Eine Deutung des griechischen Wortes geht davon aus, dass das gebrauchte Wort sich von dem Substantiv für Wolke herleitet, die eine große Menge Flüssigkeit festhält. Das Gegenteil von nüchtern wäre also der Zustand, in dem ich diese Flüssigkeit nicht bei mir behalten kann. Ein Zustand, der den meisten bekannt sein dürfte.
Wenn der Mensch also nüchtern ist, ist er bei sich, er nimmt auf und gibt ab, wie es gerade passt und stimmig ist. Die Dinge sind im regulären Fluss, es funktioniert und der Körper fühlt sich wohl. Seine ganze Konzentration kann sich auf das Äußere verlegen. Auf die Schönheit der Natur, auf eine notwendige Arbeit oder auf den Mitmenschen. Er kann genau hinschauen, auch feinere Schwingungen wahrnehmen und gut auf sich und andere achten. Er ist ganz bei sich und kann deshalb bei anderen sein.
Der Petrusbrief nennt das auch heilig. Dieses Wort steht für Reinheit und es liesse sich also sagen, wenn der Mensch mit sich im Reinen ist, dann ist er heilig. Denn so ist der Mensch von Gott gemacht, Bild von seinem Bild, ein wunderbar faszinierendes Geschöpf. Gott ist heilig, so ist es auch der Mensch selbst. Das Buch Levitikus zählt an der Stelle, wo es über die Heiligkeit spricht, eine ganze Reihe von Fehlhaltungen auf. Es geht um Gerechtigkeit, um den Umgang mit den Menschen im Allgemeinen, um Sexualität, dem Umgang mit Fremden und mit Gott.
Dieser Umgang gelingt, wenn ich bei mir bin, und damit bei Gott. Nüchtern sein. Aufmerksam. In guter Verfassung. Friedvoll und ruhig. Der Petrusbrief weiss natürlich auch, dass dem Menschen das nicht immer gelingt, oder vielleicht auch nur selten? Dann nimmt der Mensch falsch wahr, interpretiert sie verkehrt und erzeugt Gefühle der Habgier und des Festhaltenwollens.
Gold und Silber, die als sichere Bank gesehen werden und doch nur vergänglich sind wie wir selbst. Wer solche Sicherheiten sucht, ist auf dem falschen Weg. Dem spielt die Wahrnehmung einen Streich. Und das schafft Kummer und Hass und Gewalt in der Welt. Der Petrusbrief weiß, dass das unausweichlich ist, und deshalb nennt er diese Welt eine Fremde. Einen Ort, wo der Mensch letztendlich nicht bei sich sein kann.

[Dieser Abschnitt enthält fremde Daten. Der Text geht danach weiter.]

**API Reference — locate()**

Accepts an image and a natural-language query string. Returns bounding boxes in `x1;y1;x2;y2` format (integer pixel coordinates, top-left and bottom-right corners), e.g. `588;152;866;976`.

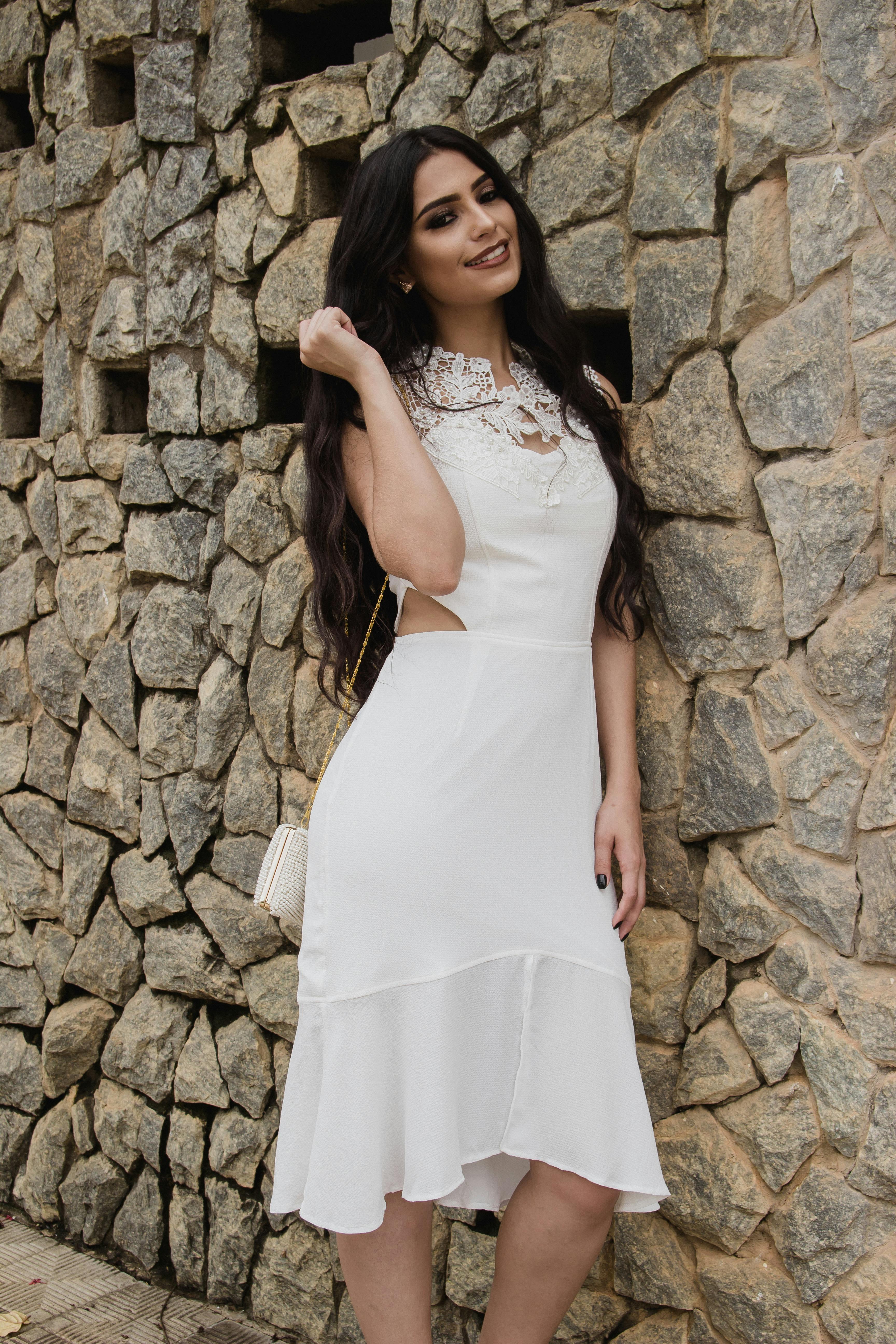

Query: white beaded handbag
254;574;388;927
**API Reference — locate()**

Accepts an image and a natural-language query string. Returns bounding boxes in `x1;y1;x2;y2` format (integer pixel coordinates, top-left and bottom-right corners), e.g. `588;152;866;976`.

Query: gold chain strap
302;551;388;829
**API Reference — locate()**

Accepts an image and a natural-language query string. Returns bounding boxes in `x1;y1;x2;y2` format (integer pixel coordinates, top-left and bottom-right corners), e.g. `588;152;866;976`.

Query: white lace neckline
395;345;608;508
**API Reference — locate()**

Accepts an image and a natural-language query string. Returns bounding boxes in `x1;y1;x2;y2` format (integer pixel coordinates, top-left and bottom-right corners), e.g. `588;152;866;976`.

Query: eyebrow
414;172;489;223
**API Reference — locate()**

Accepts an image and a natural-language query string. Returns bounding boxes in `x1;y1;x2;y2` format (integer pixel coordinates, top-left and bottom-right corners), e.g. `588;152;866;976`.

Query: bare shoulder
586;364;622;410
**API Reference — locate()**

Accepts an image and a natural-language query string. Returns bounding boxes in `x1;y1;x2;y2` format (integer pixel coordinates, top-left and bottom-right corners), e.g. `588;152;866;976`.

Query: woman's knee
531;1161;619;1222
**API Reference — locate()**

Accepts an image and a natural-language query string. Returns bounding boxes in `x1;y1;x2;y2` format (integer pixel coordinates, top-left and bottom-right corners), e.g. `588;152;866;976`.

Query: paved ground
0;1214;273;1344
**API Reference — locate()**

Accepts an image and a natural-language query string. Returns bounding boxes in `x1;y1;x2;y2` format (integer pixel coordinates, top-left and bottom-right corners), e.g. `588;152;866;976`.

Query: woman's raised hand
298;308;380;386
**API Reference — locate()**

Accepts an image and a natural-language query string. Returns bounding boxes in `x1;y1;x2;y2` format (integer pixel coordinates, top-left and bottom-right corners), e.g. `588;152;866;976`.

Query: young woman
271;126;669;1344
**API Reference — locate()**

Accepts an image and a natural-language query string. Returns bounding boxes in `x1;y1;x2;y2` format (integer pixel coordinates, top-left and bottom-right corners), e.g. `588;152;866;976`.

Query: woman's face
398;149;521;308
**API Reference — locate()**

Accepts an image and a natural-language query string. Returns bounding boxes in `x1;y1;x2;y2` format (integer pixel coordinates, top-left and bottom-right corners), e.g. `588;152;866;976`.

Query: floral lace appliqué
400;345;608;508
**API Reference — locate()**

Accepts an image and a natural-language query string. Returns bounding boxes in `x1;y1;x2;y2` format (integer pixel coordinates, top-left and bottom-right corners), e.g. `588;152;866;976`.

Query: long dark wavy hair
304;126;647;704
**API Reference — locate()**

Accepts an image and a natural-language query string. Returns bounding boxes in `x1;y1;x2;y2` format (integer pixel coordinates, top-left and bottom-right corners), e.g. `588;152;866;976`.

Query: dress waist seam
297;948;631;1004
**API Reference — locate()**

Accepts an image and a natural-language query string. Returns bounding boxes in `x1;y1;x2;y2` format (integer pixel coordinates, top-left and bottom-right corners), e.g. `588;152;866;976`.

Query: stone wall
0;0;896;1344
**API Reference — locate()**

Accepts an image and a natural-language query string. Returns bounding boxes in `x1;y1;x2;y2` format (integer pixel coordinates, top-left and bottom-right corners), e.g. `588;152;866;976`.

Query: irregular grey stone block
255;216;340;345
175;1004;230;1109
548;219;625;314
32;919;75;1004
83;634;137;747
125;508;208;583
242;951;298;1040
654;1106;771;1255
208;1102;279;1189
140;691;198;780
62;821;111;935
854;828;896;962
629;71;721;236
813;0;896;149
134;42;196;144
645;519;787;680
146;211;215;349
211;835;267;895
224;729;277;836
631;238;721;402
208;551;262;667
246;644;296;765
251;1222;341;1339
54;125;111;210
26;468;62;564
631;352;756;519
42;995;116;1097
532;116;635;231
144;923;246;1005
0;966;47;1027
610;0;704;117
101;989;192;1102
55;554;126;661
725;980;799;1080
130;582;211;691
540;9;613;136
99;167;149;276
144;148;220;241
0;545;42;634
799;1008;877;1157
12;1097;75;1223
161;438;239;513
0;1108;34;1201
63;895;142;1004
0;1027;46;1116
111;849;187;927
68;711;140;844
725;60;831;191
111;1167;165;1270
684;957;728;1031
163;770;224;872
787;155;877;289
198;0;261;130
731;284;852;450
200;345;258;434
0;789;65;868
203;1176;263;1306
613;1214;700;1312
168;1185;206;1293
0;821;62;919
697;1255;820;1344
218;1015;274;1118
185;872;283;973
193;653;249;780
147;351;199;435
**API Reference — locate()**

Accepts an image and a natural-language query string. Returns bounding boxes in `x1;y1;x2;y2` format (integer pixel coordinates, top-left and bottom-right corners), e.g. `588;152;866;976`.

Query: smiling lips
464;238;510;266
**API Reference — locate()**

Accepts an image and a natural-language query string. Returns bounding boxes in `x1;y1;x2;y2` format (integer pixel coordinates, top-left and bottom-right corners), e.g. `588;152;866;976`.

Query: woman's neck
430;301;513;387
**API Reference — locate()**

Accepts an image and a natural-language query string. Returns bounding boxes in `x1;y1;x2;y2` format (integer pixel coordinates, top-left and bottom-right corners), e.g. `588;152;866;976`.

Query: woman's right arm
299;308;465;597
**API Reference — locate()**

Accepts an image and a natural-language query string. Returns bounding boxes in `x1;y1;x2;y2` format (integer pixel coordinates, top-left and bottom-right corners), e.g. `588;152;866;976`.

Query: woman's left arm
591;551;646;938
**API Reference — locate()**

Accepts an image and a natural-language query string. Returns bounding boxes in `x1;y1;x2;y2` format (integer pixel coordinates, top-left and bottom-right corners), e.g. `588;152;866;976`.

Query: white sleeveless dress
270;348;669;1233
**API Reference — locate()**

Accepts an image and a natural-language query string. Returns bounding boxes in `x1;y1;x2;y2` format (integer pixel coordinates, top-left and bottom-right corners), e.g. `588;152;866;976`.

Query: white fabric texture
270;349;669;1233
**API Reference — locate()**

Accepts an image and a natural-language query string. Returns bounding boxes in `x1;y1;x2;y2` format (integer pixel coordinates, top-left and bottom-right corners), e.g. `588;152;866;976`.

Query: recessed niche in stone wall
99;368;149;434
258;341;309;425
90;48;134;126
0;93;34;153
582;313;631;403
0;378;43;438
261;0;392;83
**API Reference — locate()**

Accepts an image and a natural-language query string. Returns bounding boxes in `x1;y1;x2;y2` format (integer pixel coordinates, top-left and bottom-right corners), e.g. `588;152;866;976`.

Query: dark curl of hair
304;126;647;704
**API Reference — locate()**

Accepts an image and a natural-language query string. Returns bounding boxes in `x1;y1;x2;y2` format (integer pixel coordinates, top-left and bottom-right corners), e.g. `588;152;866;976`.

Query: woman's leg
336;1193;432;1344
480;1161;619;1344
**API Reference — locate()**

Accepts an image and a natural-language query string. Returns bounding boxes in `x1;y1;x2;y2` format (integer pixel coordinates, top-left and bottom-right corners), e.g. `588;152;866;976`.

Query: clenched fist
298;308;382;388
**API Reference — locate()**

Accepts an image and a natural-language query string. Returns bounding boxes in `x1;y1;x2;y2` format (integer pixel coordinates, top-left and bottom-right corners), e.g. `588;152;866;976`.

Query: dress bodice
390;347;618;642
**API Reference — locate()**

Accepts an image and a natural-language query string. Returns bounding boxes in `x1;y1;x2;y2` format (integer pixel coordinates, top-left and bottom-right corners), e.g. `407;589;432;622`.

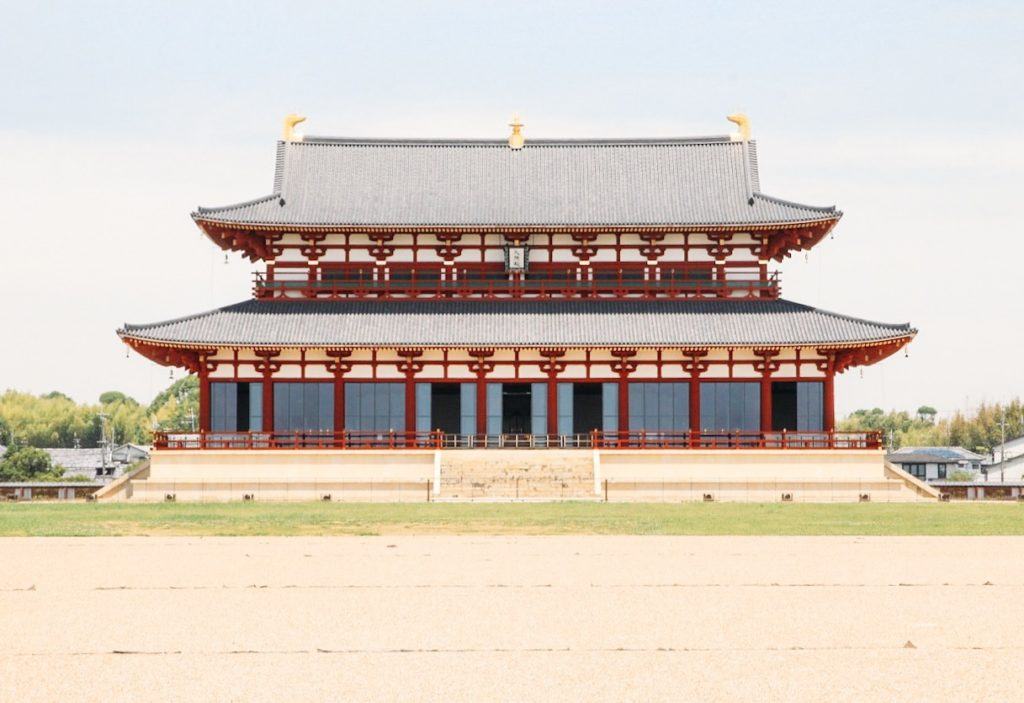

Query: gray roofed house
193;136;842;227
886;446;985;481
119;300;915;347
43;444;150;482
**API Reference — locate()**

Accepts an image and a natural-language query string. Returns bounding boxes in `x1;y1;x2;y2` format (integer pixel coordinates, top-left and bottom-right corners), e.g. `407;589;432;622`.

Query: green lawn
0;502;1024;536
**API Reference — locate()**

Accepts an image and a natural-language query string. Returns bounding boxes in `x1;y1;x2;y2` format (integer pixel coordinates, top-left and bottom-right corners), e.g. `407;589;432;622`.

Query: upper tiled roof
193;137;841;227
119;300;915;347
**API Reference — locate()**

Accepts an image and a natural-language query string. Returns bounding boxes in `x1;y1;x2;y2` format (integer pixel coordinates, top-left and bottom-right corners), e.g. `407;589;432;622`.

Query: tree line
0;376;199;448
837;398;1024;454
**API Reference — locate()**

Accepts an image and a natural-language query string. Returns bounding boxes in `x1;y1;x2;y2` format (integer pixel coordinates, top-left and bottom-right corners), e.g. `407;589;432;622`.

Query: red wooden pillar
540;349;565;435
406;375;416;434
397;349;423;434
754;349;780;432
683;349;708;436
690;376;701;435
199;366;211;432
618;376;630;432
334;376;345;434
263;378;273;432
256;349;281;432
822;368;836;432
469;349;495;435
548;376;558;435
761;375;771;432
327;349;352;445
476;376;487;435
611;349;637;432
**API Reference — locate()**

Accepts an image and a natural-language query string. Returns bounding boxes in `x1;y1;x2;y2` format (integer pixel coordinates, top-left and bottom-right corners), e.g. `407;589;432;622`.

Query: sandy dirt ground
0;536;1024;703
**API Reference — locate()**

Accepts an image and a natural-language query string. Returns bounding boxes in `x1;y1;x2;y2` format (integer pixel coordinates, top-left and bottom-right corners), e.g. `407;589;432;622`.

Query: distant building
43;444;150;483
886;447;986;481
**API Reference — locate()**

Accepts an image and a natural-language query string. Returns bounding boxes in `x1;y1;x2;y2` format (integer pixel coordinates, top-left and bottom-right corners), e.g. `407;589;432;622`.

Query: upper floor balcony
254;263;780;300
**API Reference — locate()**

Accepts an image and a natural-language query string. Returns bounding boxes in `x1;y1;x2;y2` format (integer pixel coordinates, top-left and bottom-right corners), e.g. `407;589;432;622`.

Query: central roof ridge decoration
193;115;842;230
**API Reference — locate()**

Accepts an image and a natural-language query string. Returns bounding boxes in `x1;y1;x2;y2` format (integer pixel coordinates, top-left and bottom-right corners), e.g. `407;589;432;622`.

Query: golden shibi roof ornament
509;115;526;149
281;113;306;141
725;113;751;141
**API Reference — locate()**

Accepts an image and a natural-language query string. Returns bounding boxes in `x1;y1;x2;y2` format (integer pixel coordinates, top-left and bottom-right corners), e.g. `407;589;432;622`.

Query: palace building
112;116;937;499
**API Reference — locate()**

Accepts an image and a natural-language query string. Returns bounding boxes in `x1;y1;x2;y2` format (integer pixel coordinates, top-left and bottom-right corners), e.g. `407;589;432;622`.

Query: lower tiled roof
118;300;915;347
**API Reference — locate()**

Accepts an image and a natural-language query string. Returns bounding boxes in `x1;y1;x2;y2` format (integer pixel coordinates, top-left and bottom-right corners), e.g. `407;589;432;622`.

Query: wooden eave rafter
195;215;842;261
121;333;916;374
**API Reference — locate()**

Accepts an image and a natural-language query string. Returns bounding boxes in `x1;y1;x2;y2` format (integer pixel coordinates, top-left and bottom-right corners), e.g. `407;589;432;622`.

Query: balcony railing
254;271;780;300
154;430;882;450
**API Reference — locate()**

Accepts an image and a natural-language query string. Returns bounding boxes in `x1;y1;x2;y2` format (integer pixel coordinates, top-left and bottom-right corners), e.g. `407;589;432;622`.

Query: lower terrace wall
110;449;938;502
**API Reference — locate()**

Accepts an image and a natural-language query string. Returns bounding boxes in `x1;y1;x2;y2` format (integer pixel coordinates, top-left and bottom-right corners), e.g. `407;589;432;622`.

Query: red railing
154;430;883;449
253;271;780;300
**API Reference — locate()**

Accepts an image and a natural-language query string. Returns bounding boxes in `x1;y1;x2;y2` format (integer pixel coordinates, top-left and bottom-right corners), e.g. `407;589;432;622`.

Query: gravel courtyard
0;535;1024;702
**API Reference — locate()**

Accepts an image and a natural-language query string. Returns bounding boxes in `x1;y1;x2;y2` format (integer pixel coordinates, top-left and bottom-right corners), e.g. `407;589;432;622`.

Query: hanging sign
505;245;529;273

Was er aber nicht tut, dass er den Menschen an sich ablehnt. Seine Körperlichkeit ist und bleibt ein Werk Gottes. Und so ist er auch gemeint, nicht als abstraktes Geistwesen, dass sich von seinem Körper befreien müsste oder ihn ignorieren.
Dafür steht Christus. Er ist der Bezugspunkt, er ist in gewisser Weise das funktionierende interozeptive System im Glauben. Wenn seine Signale richtig ankämen, dann lebten wir nicht mehr in der Fremde. Aber leider ist es nicht so. Zu oft wird selbst das System Christus für falsche Informationen, Gewalt und Schrecken eingesetzt. Dann fühlt der Mensch Christus, aber begreift nicht, dass aus diesem Gefühl kein besserer Mensch wird. Darum ist Jesu Blut so teuer, weil es so oft verschleudert und missbraucht wird.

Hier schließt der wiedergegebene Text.